Question

The tangent and normal to the ellipse $3{{x}^{2}}+5{{y}^{2}}=32$ ate the point P ( 2, 2 ) meet the x – axis at Q and R respectively. Then the area of triangle PQR is :
(a) $\dfrac{14}{3}$
(b)$\dfrac{16}{3}$
(c)$\dfrac{68}{15}$
(d)$\dfrac{34}{15}$

Answer 1

Hint: First we will find equation of ellipse in standard form which is $\dfrac{{{x}^{2}}}{{{a}^{2}}}+\dfrac{{{y}^{2}}}{{{b}^{2}}}=1$, then we will find the equation of normal which is $\dfrac{x{{x}_{1}}}{{{a}^{2}}}+\dfrac{y{{y}_{1}}}{{{b}^{2}}}=1$ and tangent which cuts point P ( 2, 2) and x – axis and then using area of triangle we will evaluate the area of triangle by formula $\dfrac{1}{2}\times b\times h$ , where b denotes base and h denotes height of triangle.

Complete step-by-step answer:
 We have the equation of ellipse in question equals $3{{x}^{2}}+5{{y}^{2}}=32$. We know that general equation of ellipse is $\dfrac{{{x}^{2}}}{{{a}^{2}}}+\dfrac{{{y}^{2}}}{{{b}^{2}}}=1$ .
So, writing the equation of ellipse $3{{x}^{2}}+5{{y}^{2}}=32$ in standard form $\dfrac{{{x}^{2}}}{{{a}^{2}}}+\dfrac{{{y}^{2}}}{{{b}^{2}}}=1$, we get
$\dfrac{{{x}^{2}}}{\left( \dfrac{32}{3} \right)}+\dfrac{{{y}^{2}}}{\left( \dfrac{32}{5} \right)}=1$
On comparing, we get ${{a}^{2}}=\dfrac{32}{3}$ and ${{b}^{2}}=\dfrac{32}{5}$.
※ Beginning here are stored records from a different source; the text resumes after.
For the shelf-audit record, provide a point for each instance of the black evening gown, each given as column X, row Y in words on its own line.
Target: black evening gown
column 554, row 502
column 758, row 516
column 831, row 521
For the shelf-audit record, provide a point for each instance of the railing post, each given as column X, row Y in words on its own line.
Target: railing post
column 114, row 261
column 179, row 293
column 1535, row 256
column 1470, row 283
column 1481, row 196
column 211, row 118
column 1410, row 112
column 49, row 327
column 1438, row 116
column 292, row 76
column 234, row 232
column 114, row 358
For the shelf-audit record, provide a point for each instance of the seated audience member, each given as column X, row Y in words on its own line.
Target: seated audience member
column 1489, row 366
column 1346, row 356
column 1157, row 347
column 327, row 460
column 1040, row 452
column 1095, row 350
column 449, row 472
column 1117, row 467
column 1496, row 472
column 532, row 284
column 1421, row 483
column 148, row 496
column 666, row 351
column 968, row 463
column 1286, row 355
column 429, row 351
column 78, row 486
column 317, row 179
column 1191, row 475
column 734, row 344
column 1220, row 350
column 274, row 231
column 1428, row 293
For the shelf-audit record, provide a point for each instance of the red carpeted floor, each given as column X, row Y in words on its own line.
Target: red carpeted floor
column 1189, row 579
Now, let PS be the tangent of ellipse at point P ( 2, 2 ).
We know that equation of tangent of ellipse is $\dfrac{x{{x}_{1}}}{{{a}^{2}}}+\dfrac{y{{y}_{1}}}{{{b}^{2}}}=1$
So , at ( 2, 2 ) we get
$\dfrac{2x}{{{a}^{2}}}+\dfrac{2y}{{{b}^{2}}}=1$
And we have ${{a}^{2}}=\dfrac{32}{3}$ and ${{b}^{2}}=\dfrac{32}{5}$.
So, $\dfrac{3\cdot 2x}{32}+\dfrac{5\cdot 2y}{32}=1$
On solving we get
3 x + 5 y = 16, which is an equation tangent on the ellipse at point P ( 2, 2 ).
Now, slope of tangent 3 x + 5 y = 16 can be easily find by comparing it with y = mx + c,
So, re – writing 3 x + 5 y = 16 as,
$y=-\dfrac{3}{5}x+16$
So, slope of tangent will be ${{m}_{T}}=-\dfrac{3}{5}$
As S lies on the x – axis and equation of tangent, so y value will be zero.
So coordinate of S, will be
3 x + 5 ( 0 ) = 16
$x=\dfrac{16}{3}$
So, we have $S\left( \dfrac{16}{3},0 \right)$
Now, we know that the slope of normal is negative or reciprocal of slope of tangent.
So, slope of normal is ${{m}_{N}}=\dfrac{5}{3}$
As normal passes from ( 2, 2 ) so, equation of normal will be
$(y-2)=\dfrac{5}{3}(x-2)$
On solving we get
3 y – 6 = 5x – 10
Or, 3y – 5x + 4 = 0
Now, as point R lies on x – axis and equation of normal, so value of y will be zero,
So, 3 ( 0 ) – 5x + 4 = 0
Or, $x=\dfrac{4}{5}$
So, $R\left( \dfrac{4}{5},0 \right)$
Now, Area of PRS can be found by formula of triangle $\dfrac{1}{2}\times b\times h$ , where b denotes base and h denotes height of triangle.
Now, from figure we can easily see that height is 2 as P is ( 2, 2 ) and base b will be $b=\dfrac{16}{3}-\dfrac{4}{5}$
On, solving we get $b=\dfrac{68}{15}$
So, area of triangle PRS $=\dfrac{1}{2}\times \dfrac{68}{15}\times 2$
On solving we will get,
$=\dfrac{68}{15}$

So, the correct answer is “Option c”.

Note: Always remember some general formula such as standard form of ellipse is $\dfrac{{{x}^{2}}}{{{a}^{2}}}+\dfrac{{{y}^{2}}}{{{b}^{2}}}=1$, slope form of line is y = mx + c, equation of tangent on ellipse at any point ( p, r ) is $\dfrac{xp}{{{a}^{2}}}+\dfrac{yr}{{{b}^{2}}}=1$ and also that of normal is negative of reciprocal of slope of tangent. Avoid calculation mistakes.